The world's oldest living man, who attributes his longevity to soaking in hot springs and eating sweets, turned 113 Wednesday.
Masazo Nonaka celebrated the milestone with his family in his hometown of Ashoro, on the Japanese island of Hokkaido. Nonaka blew out the cake and ate some of it like he does every birthday, but this year the cake had a “113” candle on top, his granddaughter Yuko Nonaka said.
He enjoys eating cakes, watching sumo wrestling on television and reading newspapers, Guinness World Records reported in April when it certified him as the world’s oldest living man, at age 112 years, 259 days.
His granddaughter believes the secret to his longevity is his "free lifestyle,” she told ABC News.
"Freedom is important to Masazo.
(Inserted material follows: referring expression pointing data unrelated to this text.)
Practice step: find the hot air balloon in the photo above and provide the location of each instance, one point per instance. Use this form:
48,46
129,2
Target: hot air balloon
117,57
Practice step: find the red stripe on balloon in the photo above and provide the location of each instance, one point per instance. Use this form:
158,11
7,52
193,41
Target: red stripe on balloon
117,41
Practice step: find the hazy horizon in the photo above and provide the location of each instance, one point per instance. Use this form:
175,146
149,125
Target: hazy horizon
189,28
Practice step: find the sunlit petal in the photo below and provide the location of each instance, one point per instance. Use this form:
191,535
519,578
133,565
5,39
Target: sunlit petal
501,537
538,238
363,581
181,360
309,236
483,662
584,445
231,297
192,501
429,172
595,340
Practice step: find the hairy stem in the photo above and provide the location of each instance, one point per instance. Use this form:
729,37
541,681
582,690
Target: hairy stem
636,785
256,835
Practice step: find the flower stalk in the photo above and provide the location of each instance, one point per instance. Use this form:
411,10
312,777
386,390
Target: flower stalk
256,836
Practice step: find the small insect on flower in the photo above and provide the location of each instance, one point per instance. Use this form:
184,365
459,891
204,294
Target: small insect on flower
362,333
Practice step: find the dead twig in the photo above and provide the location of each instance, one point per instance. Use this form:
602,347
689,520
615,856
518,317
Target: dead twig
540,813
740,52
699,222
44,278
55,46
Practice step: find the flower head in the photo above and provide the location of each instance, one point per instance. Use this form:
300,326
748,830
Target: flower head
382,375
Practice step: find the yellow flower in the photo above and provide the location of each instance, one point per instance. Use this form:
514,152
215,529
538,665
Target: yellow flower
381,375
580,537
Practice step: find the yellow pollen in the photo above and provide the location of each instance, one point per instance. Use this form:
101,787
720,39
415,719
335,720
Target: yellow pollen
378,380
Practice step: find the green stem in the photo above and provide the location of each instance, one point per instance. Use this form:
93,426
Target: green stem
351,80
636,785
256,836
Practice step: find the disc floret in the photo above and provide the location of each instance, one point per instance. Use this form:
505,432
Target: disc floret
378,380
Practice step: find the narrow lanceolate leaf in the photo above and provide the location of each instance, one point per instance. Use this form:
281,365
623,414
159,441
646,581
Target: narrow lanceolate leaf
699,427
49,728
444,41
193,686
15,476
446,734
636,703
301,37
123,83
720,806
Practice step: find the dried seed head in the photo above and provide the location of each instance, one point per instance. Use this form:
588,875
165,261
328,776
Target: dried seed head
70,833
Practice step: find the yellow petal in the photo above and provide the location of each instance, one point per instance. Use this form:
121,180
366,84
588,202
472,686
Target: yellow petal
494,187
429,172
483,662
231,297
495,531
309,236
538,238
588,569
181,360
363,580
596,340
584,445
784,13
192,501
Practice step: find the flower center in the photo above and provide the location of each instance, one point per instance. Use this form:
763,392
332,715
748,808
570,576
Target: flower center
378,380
He’s lived the way he wanted to live and has always done what he wanted to do,” she said.
The man used to run his family's 105-year-old hot springs inn, which is now managed by his granddaughter, the Associated Press reported.
Nonaka said her grandfather received many sweets and gifts this year for his 113th birthday.
She also said the family is very happy for him. "We’re a close family and family is quite important to him,” she added.
Masazo succeeded Francisco Nunez Olivera of Spain, the previous oldest man in the world when he died in January.
The world's oldest living person is a Japanese woman named Kane Tanaka, who is 115 years and 204 days old, according to the Gerontology Research Group, a group devoted to reversing age-related decline, according to its website.
Guinness World Records has not yet confirmed the oldest living person.